The aggregation pattern provides declarative aggregation with configurable grain, measures, and incremental merge strategies.

Integration with Odibi YAML

The aggregation pattern works on data from the read block or a dependency, applies GROUP BY aggregation, and writes the results.

project: sales_analytics
engine: spark

connections:
  warehouse:
    type: delta
    path: /mnt/warehouse

story:
  connection: warehouse
  path: stories

pipelines:
  - pipeline: build_aggregates
    nodes:
      - name: agg_daily_sales
        read:
          connection: warehouse
          path: fact_orders
          format: delta

        pattern:
          type: aggregation
          params:
            grain: [date_sk, product_sk]
            measures:
              - name: total_revenue
                expr: "SUM(line_total)"
              - name: order_count
                expr: "COUNT(*)"
              - name: avg_order_value
                expr: "AVG(line_total)"
            having: "COUNT(*) > 0"
            audit:
              load_timestamp: true

        write:
          connection: warehouse
          path: agg_daily_product_sales
          format: delta
          mode: overwrite

Features

  • Declarative grain (GROUP BY columns)
  • Flexible measure expressions (SUM, COUNT, AVG, etc.)
  • Incremental aggregation (merge new data with existing)
  • HAVING clause support
  • Audit columns

Parameters

Parameter Type Required Default Description
grain list Yes - Columns to GROUP BY (defines uniqueness)
measures list Yes - Measure definitions with name and expr
having str No - Optional HAVING clause
incremental dict No - Incremental merge configuration
target str For incremental - Target table for incremental merge
audit dict No {} Audit column configuration

Measure Definition

params:
  measures:
    - name: total_revenue      # Output column name
      expr: "SUM(line_total)"  # SQL aggregation expression

Incremental Config

params:
  incremental:
    timestamp_column: order_date  # Column to identify new data
    merge_strategy: replace       # "replace", "sum", "min", or "max" (default: "replace")
  target: warehouse.agg_daily_sales

Measure Expressions

Use standard SQL aggregation functions:

params:
  measures:
    # Basic aggregations
    - name: total_revenue
      expr: "SUM(line_total)"

    - name: order_count
      expr: "COUNT(*)"

    - name: unique_customers
      expr: "COUNT(DISTINCT customer_sk)"

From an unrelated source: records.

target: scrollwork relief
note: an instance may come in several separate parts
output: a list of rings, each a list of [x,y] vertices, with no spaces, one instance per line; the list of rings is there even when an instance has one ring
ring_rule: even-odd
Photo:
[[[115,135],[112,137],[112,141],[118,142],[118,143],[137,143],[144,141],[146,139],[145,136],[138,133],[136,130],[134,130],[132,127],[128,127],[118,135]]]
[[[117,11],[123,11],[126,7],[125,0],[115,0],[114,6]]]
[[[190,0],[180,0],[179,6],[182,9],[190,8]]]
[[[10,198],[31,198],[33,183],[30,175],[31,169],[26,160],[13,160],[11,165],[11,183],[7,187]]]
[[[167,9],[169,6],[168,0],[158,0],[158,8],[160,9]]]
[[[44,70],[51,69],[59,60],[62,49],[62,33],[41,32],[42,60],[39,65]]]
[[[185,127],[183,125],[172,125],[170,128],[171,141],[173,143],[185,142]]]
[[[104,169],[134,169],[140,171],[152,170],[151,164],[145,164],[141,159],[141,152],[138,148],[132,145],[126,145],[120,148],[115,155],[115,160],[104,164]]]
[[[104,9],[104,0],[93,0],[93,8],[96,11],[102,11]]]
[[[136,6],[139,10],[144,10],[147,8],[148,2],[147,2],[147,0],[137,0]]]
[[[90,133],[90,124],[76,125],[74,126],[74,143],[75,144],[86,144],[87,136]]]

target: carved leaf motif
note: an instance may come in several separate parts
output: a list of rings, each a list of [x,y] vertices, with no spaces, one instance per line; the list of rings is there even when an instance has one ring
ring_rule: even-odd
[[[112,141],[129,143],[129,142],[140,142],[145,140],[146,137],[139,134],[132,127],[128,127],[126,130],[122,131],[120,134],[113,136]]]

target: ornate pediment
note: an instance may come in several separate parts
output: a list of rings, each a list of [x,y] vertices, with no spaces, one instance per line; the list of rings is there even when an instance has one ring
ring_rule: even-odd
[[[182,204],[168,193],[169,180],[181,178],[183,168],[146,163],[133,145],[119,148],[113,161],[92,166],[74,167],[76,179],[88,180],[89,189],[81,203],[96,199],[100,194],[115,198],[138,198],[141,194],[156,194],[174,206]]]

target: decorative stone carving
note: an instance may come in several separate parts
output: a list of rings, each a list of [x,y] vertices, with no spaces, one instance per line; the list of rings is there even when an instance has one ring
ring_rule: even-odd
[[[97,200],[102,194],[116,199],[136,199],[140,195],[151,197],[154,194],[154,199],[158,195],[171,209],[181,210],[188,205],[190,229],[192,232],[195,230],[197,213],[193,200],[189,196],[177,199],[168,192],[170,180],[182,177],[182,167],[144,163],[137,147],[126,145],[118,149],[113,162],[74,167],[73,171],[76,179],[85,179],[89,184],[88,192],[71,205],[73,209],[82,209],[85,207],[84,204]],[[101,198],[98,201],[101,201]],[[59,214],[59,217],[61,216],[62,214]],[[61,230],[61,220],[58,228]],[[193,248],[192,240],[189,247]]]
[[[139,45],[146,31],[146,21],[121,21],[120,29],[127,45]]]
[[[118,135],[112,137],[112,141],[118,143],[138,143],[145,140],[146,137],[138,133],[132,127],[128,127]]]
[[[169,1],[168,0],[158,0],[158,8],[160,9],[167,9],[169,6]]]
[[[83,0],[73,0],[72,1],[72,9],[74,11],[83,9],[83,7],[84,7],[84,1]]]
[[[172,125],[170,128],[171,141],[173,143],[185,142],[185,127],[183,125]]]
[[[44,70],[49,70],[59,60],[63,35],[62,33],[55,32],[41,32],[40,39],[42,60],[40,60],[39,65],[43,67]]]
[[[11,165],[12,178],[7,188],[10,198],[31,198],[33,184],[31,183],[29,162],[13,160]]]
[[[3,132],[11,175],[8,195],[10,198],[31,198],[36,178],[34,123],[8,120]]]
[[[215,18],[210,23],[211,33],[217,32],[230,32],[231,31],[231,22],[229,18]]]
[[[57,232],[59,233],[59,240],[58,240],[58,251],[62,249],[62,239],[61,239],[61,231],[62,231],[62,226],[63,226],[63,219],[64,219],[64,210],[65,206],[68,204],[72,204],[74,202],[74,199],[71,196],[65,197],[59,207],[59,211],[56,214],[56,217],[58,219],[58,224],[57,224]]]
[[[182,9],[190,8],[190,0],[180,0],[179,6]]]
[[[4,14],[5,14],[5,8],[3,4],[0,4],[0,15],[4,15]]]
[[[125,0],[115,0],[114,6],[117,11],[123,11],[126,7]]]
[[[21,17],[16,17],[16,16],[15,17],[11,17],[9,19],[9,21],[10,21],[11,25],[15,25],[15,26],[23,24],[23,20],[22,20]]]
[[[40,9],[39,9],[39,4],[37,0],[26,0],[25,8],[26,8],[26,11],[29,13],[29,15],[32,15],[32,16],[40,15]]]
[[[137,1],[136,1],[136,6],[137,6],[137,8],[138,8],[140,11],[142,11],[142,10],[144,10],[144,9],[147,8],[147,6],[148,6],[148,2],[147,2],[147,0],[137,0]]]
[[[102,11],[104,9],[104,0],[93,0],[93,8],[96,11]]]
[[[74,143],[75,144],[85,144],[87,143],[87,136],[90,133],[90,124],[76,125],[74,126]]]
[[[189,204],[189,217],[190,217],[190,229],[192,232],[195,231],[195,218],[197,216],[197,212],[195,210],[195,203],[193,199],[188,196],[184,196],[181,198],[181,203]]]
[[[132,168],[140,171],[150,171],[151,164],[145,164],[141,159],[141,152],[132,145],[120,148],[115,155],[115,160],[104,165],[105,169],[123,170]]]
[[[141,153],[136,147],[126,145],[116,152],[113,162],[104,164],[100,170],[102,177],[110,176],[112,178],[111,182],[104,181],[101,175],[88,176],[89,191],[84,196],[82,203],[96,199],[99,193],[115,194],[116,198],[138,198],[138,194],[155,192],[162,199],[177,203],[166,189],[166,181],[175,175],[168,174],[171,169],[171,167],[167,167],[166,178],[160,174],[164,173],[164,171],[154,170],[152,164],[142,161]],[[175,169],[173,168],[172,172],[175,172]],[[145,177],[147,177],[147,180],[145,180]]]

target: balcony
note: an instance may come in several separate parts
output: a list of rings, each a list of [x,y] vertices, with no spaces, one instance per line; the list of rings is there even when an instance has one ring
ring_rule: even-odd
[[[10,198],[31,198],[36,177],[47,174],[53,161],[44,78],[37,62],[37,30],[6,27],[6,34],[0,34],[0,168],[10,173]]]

    - name: avg_order_value
      expr: "AVG(line_total)"

    - name: max_order
      expr: "MAX(line_total)"

    # Complex expressions
    - name: total_with_discount
      expr: "SUM(line_total - discount_amount)"

    - name: discount_rate
      expr: "SUM(discount_amount) / SUM(line_total)"

Incremental Merge Strategies

The AggregationPattern supports four incremental merge strategies that control how new aggregates are combined with existing data. Each strategy serves different use cases based on your data characteristics and business requirements.

1. Replace Strategy

Behavior: New aggregates completely overwrite existing rows for matching grain keys. Rows with grain keys that only exist in the target are preserved unchanged.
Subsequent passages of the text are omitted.